The findings add to a growing body of evidence showing that socioeconomic disadvantage — which acts as a toxic stressor — can exacerbate the adverse effects of toxic physical stressors like air pollutants. It is thought that the chronic stress of poverty fundamentally alters the way the body reacts to pollutants, especially when exposure occurs during critical periods of development such as before birth and during early childhood. When combined with certain pollutants, this poverty-related stress appears to produce a much greater health effect than either stress or pollution alone. Several studies have found that such stress exacerbates the effects of lead on children’s developing brains, while others have reported more asthma symptoms in kids with simultaneous exposure to air pollution and socioeconomic problems. Now, we have evidence that this also occurs in children exposed to both poverty and PAHs in the womb.
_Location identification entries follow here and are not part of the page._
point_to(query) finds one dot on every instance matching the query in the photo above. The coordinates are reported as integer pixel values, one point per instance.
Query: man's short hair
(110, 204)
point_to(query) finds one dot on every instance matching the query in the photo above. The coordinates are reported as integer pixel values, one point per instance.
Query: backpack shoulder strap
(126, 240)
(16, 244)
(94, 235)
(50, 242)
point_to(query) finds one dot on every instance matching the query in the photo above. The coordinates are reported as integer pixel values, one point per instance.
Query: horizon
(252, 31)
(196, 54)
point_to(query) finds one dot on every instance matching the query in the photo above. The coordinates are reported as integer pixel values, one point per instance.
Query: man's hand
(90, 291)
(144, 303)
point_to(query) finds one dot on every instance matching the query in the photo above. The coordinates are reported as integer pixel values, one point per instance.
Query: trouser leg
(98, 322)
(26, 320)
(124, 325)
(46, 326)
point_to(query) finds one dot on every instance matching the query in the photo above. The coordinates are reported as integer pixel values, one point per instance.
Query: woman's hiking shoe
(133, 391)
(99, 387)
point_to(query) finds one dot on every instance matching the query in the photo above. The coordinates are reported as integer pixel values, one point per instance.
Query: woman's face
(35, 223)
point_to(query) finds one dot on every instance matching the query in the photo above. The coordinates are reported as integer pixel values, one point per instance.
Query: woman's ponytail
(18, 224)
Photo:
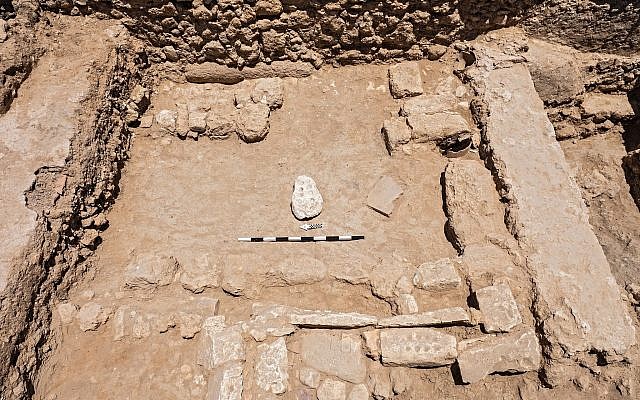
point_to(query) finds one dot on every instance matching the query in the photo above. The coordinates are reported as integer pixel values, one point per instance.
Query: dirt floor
(185, 202)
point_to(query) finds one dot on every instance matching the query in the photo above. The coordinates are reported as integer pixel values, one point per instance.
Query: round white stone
(306, 201)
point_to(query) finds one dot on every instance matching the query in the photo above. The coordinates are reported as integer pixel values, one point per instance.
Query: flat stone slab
(220, 344)
(383, 195)
(472, 203)
(607, 105)
(330, 319)
(271, 367)
(445, 316)
(437, 275)
(437, 127)
(499, 308)
(580, 305)
(333, 354)
(516, 352)
(405, 79)
(396, 132)
(417, 347)
(226, 383)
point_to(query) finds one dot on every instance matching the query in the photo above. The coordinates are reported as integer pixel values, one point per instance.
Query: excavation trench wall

Poverty, however, is not the only toxic stressor — in fact, in most cases it co-occurs with additional sources of chronic stress including racism and discrimination, domestic violence, parental incarceration, and other adverse childhood experiences. Scientists say these toxic stressors can wear down the systems responsible for controlling immunity and hormones. Hormone levels needed for proper brain development may be altered, or the immune system may continually release inflammatory molecules into the blood. During prenatal development and early childhood, exposure to these stressors can permanently alter the way the body responds to future stressors, including chemical exposures. It also may weaken the immune system or trigger inflammation, thereby increasing vulnerability to environmental asthma triggers, such as mold, vehicle emissions, and secondhand smoke exposure.
Based on this growing line of research, experts warn that more needs to be done to reduce the harmful effects of pollutants among vulnerable children. Current policies, which typically focus only on chemical exposures without considering social risk factors, do not offer sufficient protection for children with increased susceptibility due to poverty, racism, and other toxic stressors, said Dr. Perera. She points to the need for a multifaceted approach involving “policy interventions to reduce air pollution exposure in urban areas as well as programs to screen women early in pregnancy to identify those in need of psychological or material support.”
Given the ubiquity of environmental toxins and the severity of the associated health effects, experts say exposures during prenatal development and early childhood could have profound implications for the future of individuals and society. As environmental health researchers Dr. Philippe Grandjean, of Harvard University, and Dr. Philip Landrigan, of Mt. Sinai Hospital, told The Atlantic:
“Our very great concern… is that children worldwide are being exposed to unrecognized toxic chemicals that are silently eroding intelligence, disrupting behaviors, truncating future achievements and damaging societies.”